Coppola's "Dracula" wasn't as accurate as advertised (the genuine love between Dracula and Mina is an invention of the film). However, it was more faithful than previous adaptations when depicting the whole scope of Dracula's powers, particularly his shape-shifting.

In the novel, when Dracula first enters Mina's room, she sees a, "pillar of cloud in the room, through the top of which I could see the light of the gas shining like a red eye." Terence Fisher's 1958 "Horror of Dracula," on the other hand, simply had the Count (Christopher Lee) silently appearing outside Mina's (Melissa Stribling) bedroom door.

In Coppola's film, Dracula appears as a green mist. The mist passes through Mina's window and then curls up on her bed. After a close-up of Mina writhing and talking to the unseen Dracula, half-awake, the scene pulls back to a wide shot of the two embraced.
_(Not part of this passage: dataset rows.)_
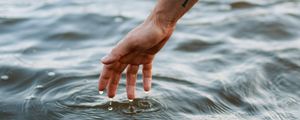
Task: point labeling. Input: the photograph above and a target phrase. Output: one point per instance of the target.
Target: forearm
(167, 12)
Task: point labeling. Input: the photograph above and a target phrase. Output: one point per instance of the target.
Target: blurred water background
(228, 59)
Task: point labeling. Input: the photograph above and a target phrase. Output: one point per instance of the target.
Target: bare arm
(139, 47)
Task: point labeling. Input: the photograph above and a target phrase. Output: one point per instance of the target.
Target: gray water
(226, 60)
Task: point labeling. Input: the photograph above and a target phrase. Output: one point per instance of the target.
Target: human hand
(137, 48)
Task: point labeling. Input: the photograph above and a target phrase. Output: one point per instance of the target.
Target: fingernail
(104, 58)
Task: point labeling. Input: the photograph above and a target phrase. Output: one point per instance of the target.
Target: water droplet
(4, 77)
(30, 97)
(118, 19)
(131, 108)
(39, 86)
(51, 73)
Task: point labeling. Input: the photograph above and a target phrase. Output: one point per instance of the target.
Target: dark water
(227, 60)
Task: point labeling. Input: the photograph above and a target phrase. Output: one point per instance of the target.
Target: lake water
(227, 60)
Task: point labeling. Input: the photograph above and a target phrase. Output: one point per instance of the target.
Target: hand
(138, 47)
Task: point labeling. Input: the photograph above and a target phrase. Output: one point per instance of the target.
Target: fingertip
(147, 84)
(110, 95)
(108, 59)
(130, 96)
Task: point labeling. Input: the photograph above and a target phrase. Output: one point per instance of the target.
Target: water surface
(227, 59)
How was this mist created without digital effects? Dry ice smoke, green lights, and a mirror. The mist was shot in a replica of Mina's bedroom set, but one covered in the black fabric Duvetyne, allowing the green mist to pop. Interviewed by Entertainment Weekly, Francis Ford Coppola discussed how the mist was combined with later shots to create the illusion of Dracula entering the bedroom.

"That was double-exposed. The mist was shot as an element by itself. You photograph a scene and then you make good notes and you put the film in the refrigerator. A week later you take it out, put it in the camera, and photograph the next element."
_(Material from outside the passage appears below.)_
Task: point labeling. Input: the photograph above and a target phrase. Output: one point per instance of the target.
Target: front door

Since the Coppolas vowed not to use post-production inserts, double exposures were their go-to method for composite shots.

A matter of perspective

During "In Camera," Roman Coppola notes that because cameras only have a single "eye," they lack the depth perception of humans. This is why forced perspective, or distorting an object's true size in an image, is possible. The technique is one that Coppola relied on for a sequence where Harker (Keanu Reeves) travels to Transylvania by train. The most memorable shot is an extreme close-up of Harker's journal with the train seeming to drive atop it. The framing resembles a double exposure, but the shot was actually accomplished by shooting a model train and a 20-foot replica of the book together; the size was necessary so that the sunset shadows would fall onto the book correctly.
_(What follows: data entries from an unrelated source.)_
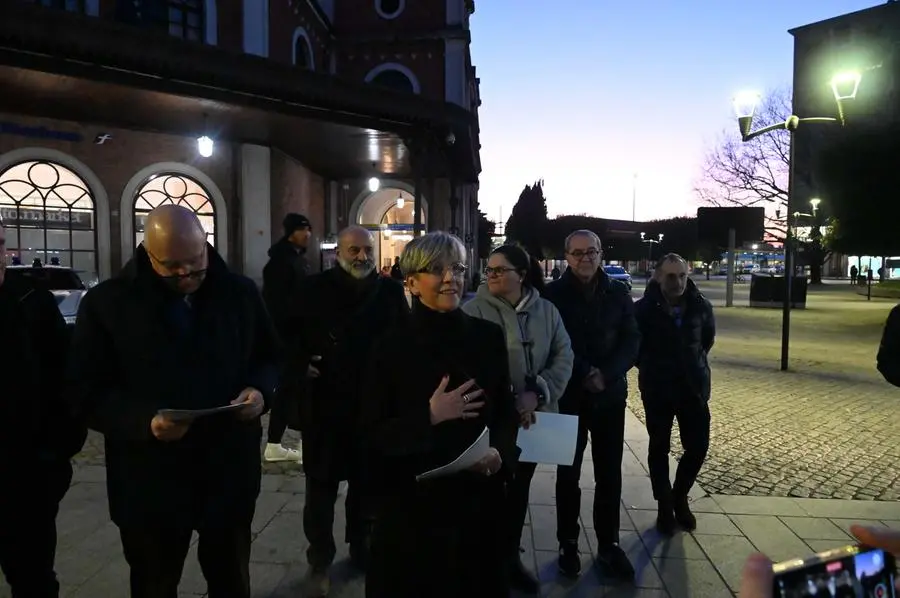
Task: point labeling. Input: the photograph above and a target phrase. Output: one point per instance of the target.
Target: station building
(350, 112)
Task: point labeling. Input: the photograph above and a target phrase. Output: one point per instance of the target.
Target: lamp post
(844, 87)
(650, 243)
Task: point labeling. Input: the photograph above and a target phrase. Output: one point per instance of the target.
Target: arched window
(68, 5)
(178, 189)
(186, 19)
(48, 212)
(389, 9)
(303, 54)
(395, 77)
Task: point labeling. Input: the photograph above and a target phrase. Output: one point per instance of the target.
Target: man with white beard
(338, 316)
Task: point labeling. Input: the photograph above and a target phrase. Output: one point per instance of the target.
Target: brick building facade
(354, 91)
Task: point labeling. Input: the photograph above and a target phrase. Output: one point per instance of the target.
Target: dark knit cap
(294, 222)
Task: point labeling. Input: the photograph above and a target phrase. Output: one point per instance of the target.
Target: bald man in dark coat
(177, 330)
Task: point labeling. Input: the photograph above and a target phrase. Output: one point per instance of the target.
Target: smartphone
(848, 572)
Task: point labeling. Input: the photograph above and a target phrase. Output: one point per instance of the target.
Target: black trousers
(318, 518)
(278, 415)
(604, 421)
(693, 418)
(156, 556)
(517, 492)
(28, 529)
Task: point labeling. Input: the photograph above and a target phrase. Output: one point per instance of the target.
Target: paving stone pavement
(705, 563)
(828, 428)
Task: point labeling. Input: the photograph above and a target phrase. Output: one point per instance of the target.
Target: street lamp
(844, 86)
(650, 243)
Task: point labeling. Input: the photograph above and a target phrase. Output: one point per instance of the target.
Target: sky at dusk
(589, 93)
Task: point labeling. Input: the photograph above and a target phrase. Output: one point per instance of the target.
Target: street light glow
(746, 103)
(845, 85)
(205, 146)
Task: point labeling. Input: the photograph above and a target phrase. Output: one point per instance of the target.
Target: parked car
(65, 284)
(618, 273)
This control of perspective is a recurring motif in "Dracula." In a scene where Harker shaves as Dracula sneaks up behind him, Harker's "reflection" was created by sticking Reeves' face in front of a hole in the set wall and then shooting a body double from behind on the other side of the wall. When Harker wanders through Dracula's castle and rats run along the ceiling, the crew combined double exposure and control of perspective. They shot the rats running with the camera upside down and a black matte box blocking the rest of the frame. This meant the shot of Harker fit nicely into the frame when the film was double exposed.

Reeves, who had a first view at these illusionists working, was amazed: "'Terminator 2' is all computer graphics and this is like ropes and mirrors and that kind of hocus-pocus which is delightful." Magicians and filmmakers both control audience response by controlling what their audience sees. Audiences go along with it because, to quote a certain movie about stage magicians, "[they] want to be fooled."